You may not think that paper choice for your printing project doesn’t make a difference. In actuality, choosing the correct paper can make quite the difference. Your paper choice can significantly affect the look and feel of your finished product. However, often people are faced with an overwhelming number of paper products to choose from. That’s why choosing the right paper can be very confusing for many. There are hundreds of options available, and that can make it difficult to select the option you need.
Do you need assistance in choosing the correct paper for your print project? If so, check out our paper selection tips and guidelines. These are the questions and thoughts you should keep in mind the next time you are choosing paper for your project.
Ask to see swatch books so you can touch and feel the available variations.
For sharper images, choose coated or smooth papers.
If you want your images to appear welcoming and soft, use warm white papers.
It’s true; paper will yellow with age. However, acid-free papers don’t yellow as much as other papers.
If you want to produce high contrast images, choose brighter papers.
For the most natural-looking skin tones, choose true white papers.
Use high gloss paper for vivid colors and whiter whites.
To portray the feelings of quality and luxuriousness, use ultra thick paper to leave a lasting impression.
If you want to have an elegant and lavish effect, use metallic paper for a touch of sophistication.
White paper is usually cheaper than colored paper. But coated paper is not always more expensive than uncoated papers.
In regards to weight, the standard weight of a piece of paper is 20-24#. The standard weight for most business cards is 80-100#, and the standard for most posters is 24-28#.
Post-processing can and will affect the type of paper you can use.
Ask your local printing service for help. Due to experience, printers often have valuable insight, can recommend paper choices, and let you know what options are available. Asking for help can help you have a better end product, and possibly save some money.

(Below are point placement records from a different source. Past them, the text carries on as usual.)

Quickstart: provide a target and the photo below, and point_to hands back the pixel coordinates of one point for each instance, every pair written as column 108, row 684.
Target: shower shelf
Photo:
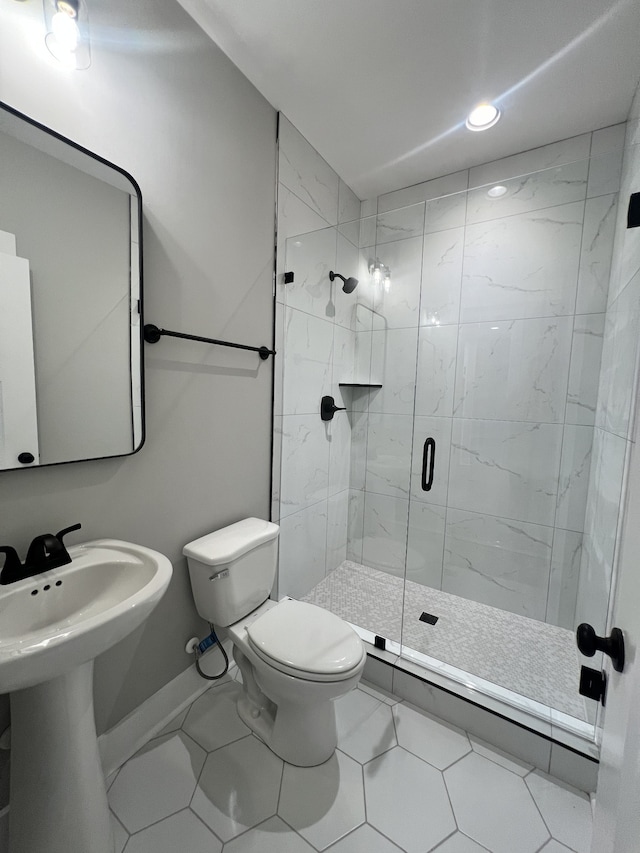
column 359, row 385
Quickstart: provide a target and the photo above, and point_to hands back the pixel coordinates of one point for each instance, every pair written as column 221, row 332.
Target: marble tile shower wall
column 314, row 320
column 503, row 300
column 616, row 404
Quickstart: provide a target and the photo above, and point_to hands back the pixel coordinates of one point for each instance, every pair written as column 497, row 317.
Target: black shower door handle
column 428, row 461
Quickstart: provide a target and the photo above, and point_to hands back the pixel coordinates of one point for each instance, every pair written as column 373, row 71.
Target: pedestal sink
column 52, row 627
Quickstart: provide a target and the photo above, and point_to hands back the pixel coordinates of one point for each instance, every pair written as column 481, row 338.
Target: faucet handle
column 67, row 530
column 12, row 569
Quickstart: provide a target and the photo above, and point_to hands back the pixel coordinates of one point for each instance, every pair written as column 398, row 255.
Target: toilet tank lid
column 229, row 543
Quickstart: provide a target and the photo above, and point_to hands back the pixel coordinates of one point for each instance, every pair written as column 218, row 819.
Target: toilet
column 296, row 658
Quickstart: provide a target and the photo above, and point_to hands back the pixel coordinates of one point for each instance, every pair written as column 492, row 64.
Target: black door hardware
column 428, row 461
column 589, row 644
column 593, row 684
column 328, row 408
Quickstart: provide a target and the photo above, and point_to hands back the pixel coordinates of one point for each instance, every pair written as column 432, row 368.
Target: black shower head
column 349, row 285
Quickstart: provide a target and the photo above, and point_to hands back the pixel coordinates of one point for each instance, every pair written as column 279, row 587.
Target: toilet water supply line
column 200, row 647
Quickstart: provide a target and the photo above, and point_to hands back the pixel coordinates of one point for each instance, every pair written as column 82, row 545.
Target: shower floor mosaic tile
column 525, row 656
column 401, row 781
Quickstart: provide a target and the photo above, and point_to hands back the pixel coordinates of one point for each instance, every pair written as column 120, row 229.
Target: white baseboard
column 130, row 734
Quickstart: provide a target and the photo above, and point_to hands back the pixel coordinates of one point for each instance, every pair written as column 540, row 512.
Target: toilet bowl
column 296, row 658
column 289, row 688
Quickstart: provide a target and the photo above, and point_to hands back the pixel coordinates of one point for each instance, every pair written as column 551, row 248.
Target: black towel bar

Guidelines/Questions to Keep in Mind:
Will your project feature an illustration or have a colored background that will go across the whole paper? If you happen to have a color or design that will print to the edge of the paper, known as a full bleed, this will affect the type of paper you can use.
The choice of paper you use will reflect on your business’ character and persona. Also, the texture, weight, color, and how the paper folds and bends all reflect a personality. This reflection needs to match the ideals of the company or brand.
Do you want people to have the ability to write on the paper? If you are creating business cards, you want a potential contact to make notes, and most do this right on the business card. If you want people to be able to write on your finished product, use a non-coated stock. Another option would be to have a paper that has one coated side, and one non-coated side.
Think about the end usage of the project. Is this a business card, a postcard, or a stationery product? Do you need this print to be durable, or disposable because it is a flyer for a one-day event? Depending on the nature of your product, and what you intend for people to do with it needs to be considered when you are picking out the paper for your project.
Considering using recycled, environmentally-friendly paper. Using recycled and sustainable papers can say a lot about your company and its ideologies. Remember to include a notification stating the environmental attributes of your chosen paper.
Have a budget and keep your cost in mind throughout the process. You may have to shop around, make some sacrifices or rethink your strategy to meet your budget. Remember, your paper can average around 30% of your print project cost. So if you have a beer budget, stay away from the champagne.
Is the paper you want in stock, and if not, how long until it is received? Keep in mind your time limit, if you have one. Coated or white uncoated paper is usually the paper of choice for the majority of the print jobs, so those are almost always in stock. However, specialty papers might need to be specially ordered. Also, certain paper types are manufactured overseas, so make sure you keep your time limit in mind.